Are We Closer to Living Life In Layers?
At Mobile World Congress we will have another peek at the future but not everyone is seeing it with an augmented reality overlay. I have had a sneak peek at some of what lies ahead and I have a world view on augmented reality which permutes everything I see. Welcome to my layer of reality.
I was able to sit down with DigitalOptics who are introducing their MEMS autofocus lens technology today and discussing a host of visual processing software and visual processor technologies aimed at improving real time experiences. The mems|cam is a silicon actuated camera module that features rapid autofocus, able to move a lens in and out much faster than a traditional voice coil motor (VCM).
Silicon stage (left), spring (middle), and electrostatic comb drive (right) of the mems |cam. The tiny mems | cam has silicon actuators which claim micron-level positioning accuracy and highly uniform tilt while focusing rapidly to provide faster response time and accuracy for autofocus in compact smartphones.
The ability to rapidly focus while consuming less power is most useful in video recording where a combination of intelligent focus and rapid response can deliver smoother autofocus. These visual benefits are also important to making it possible to more rapidly and automatically extract features in real time. It is very difficult for a camera to focus in odd lighting conditions because it cannot quickly figure out if the thing it is focusing on is the right thing. Similarly, it is difficult to detect and extract features if they are blurry. Simply, real time visual processing and augmented reality based on extracted features needs fast focus.
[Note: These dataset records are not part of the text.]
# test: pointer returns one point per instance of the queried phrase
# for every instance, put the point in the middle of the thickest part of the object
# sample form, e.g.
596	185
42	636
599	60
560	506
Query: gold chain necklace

An ideal state is moving focus intelligently and accomplishing the shift within a frame to frame window of opportunity and before we can notice it. The mems | cam is getting close and has a better chance at making transitions between frames, or at least stopping before it gets there. The ability to track moving objects or retain feature detection while the camera is in motion will benefit from faster response times. In addition, compact designs require accurate positioning between the lens and the sensor and mems | cam appears to excel.
In a full focus mode with an apples to apples comparison utilizing the same autofocus algorithm of 5 autofocus cycles, mems | cam claims state it can complete focus in less than 200ms compared to 600ms or more with a VCM.
DigtalOptics data showing the autofocus time of a mems | cam powered phone compared to phones like the iPhone5, Galaxy S3, and HTC OneX+ all disguised to avoid directly alienating any future customers
DigitalOptics compares mems | cam to VCM
Integrating Feature Recognition into the Image Processor
DigialOptics is working on visual processing core logic with the goal of moving image processing code into the visual processor to improve feature detection and classification performance while decreasing compute required of the application processor.
The mainstream applications for these technologies requires a combination of capabilities, firmware that talks to accelerating hardware in the image processor to create experiences otherwise out of reach of today’s ARM-based application processors, not unlike video decoders and everyday mobile camera image processors.
DigitalOptics demonstrated one such application, Face Beautification, currently in OEM handsets currently available in China. Combining real-time facial recognition at oblique angles, target region decomposition, targeted image enhancement including color and soften, and finally augmented overlay and display yields something extraordinary. Better looking people. DigitalOptics Face Beautification makes a phone which always sees a more beautiful you and makes your friends better looking in real time. The effect is superior to mere softening and blending or color correction because it combines a contextual understanding of which facial feature it is working on and applies algorithms appropriate to each one.
Deploying feature detection and classification while executing interesting algorithms at 1080P and 30 FPS is no small feat. Yet, it is this capability that will make augmented reality viable, just as moving video decode to specialized processing blocks accelerated delivery of video to mainstream platforms. The difference, this time, is that the PC did not blaze the trail – these algorithms are being reduced to specialized silicon on mobile platforms first.
Real-time beautification is a very mainstream way to justify a lot of really cool image processing.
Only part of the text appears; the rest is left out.